The Mac‑only app Pico AI Server, unlike tools such as Ollama, doesn't provide a dedicated CLI client.
This tool fills that gap and adds a few extra features.
- Persistent chat history – save conversations and reload them later.
- Stdin piping support – feed input directly via pipes for easy scripting and automation.
- Structured, formatted output – optional JSON Schema–based output for reliable machine parsing.
- Image analysis – send images for interpretation alongside text prompts.
- Full Unicode support – handles multi-character Unicode correctly.
- Cross-platform – runs on multiple operating systems.
- Copy & paste helpers – built-in commands to quickly copy responses or paste content into the chat.
The released binary is neither notarized nor code-signed. To use it on macOS, there are two options:
- Build PicoChat from source
- Remove the quarantine flag from the binary
Install the dependencies and build.
go mod download
go mod tidy
go test ./...
go build
Navigate to the folder containing the binary and enter the following:
sudo xattr -rd com.apple.quarantine ./picochat
Enter your administrator password to confirm. After that, you can run the binary without warnings.
PicoChat uses raw input mode to enter prompts.

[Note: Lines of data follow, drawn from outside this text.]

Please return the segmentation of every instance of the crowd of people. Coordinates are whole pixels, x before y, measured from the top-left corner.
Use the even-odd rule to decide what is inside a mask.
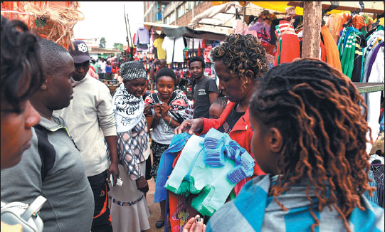
[[[128,61],[111,95],[90,75],[95,60],[83,41],[68,51],[21,21],[1,20],[1,231],[148,230],[147,181],[159,188],[168,177],[158,169],[173,137],[213,128],[251,154],[253,175],[208,221],[191,216],[184,232],[384,231],[384,209],[364,196],[375,191],[366,107],[327,63],[297,59],[268,70],[256,37],[231,34],[211,52],[219,86],[204,75],[203,58],[190,59],[194,103],[164,60],[156,73],[152,68],[155,93],[147,93],[143,63]],[[96,73],[112,80],[102,63]],[[12,202],[32,206],[41,196],[46,201],[31,217],[43,227],[3,216]],[[159,228],[167,202],[154,202]]]

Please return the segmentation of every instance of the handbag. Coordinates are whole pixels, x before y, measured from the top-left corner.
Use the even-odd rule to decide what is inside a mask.
[[[30,205],[21,202],[1,202],[1,221],[8,225],[21,225],[23,232],[43,231],[43,221],[38,213],[47,199],[38,196]]]

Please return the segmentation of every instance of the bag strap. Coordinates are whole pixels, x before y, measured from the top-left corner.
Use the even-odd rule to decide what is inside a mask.
[[[46,201],[47,201],[47,199],[44,196],[38,196],[20,217],[27,221],[31,216],[36,215]]]

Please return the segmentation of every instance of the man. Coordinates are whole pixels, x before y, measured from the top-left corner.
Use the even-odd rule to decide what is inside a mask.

This provides a more natural multi-line editing experience than the triple-quote (""") approach used by other applications, while still keeping the implementation simple and terminal-friendly.
Users can type or paste as much text as needed for a prompt. Submit input by pressing Ctrl+D (end-of-file). This method ensures that pasted text — including blank lines or code blocks — is handled safely without triggering accidental termination.
Input can be canceled at any time by pressing Esc, which immediately returns the user to the main prompt without sending the text.
Here are a few examples (↵ indicates pressing Enter):
>>> Tell me a joke! [Ctrl]+D
>>> Hello, PicoChat! ↵
How are you today? ↵
↵
[Ctrl]+D ← Send prompt
Use PicoChat in scripts via pipe, e.g.:
echo "Write a Haiku about Cheese" | picochat -quiet
The -quiet argument is optional and suppresses all app messages, so that only the LLM response is displayed.
On Windows, switch the shell to UTF-8 first for proper handling of non-Western characters:
chcp 65001
You can also pipe a PicoChat command through stdin. Technically, all commands can be used, but not all are equally useful in pipes.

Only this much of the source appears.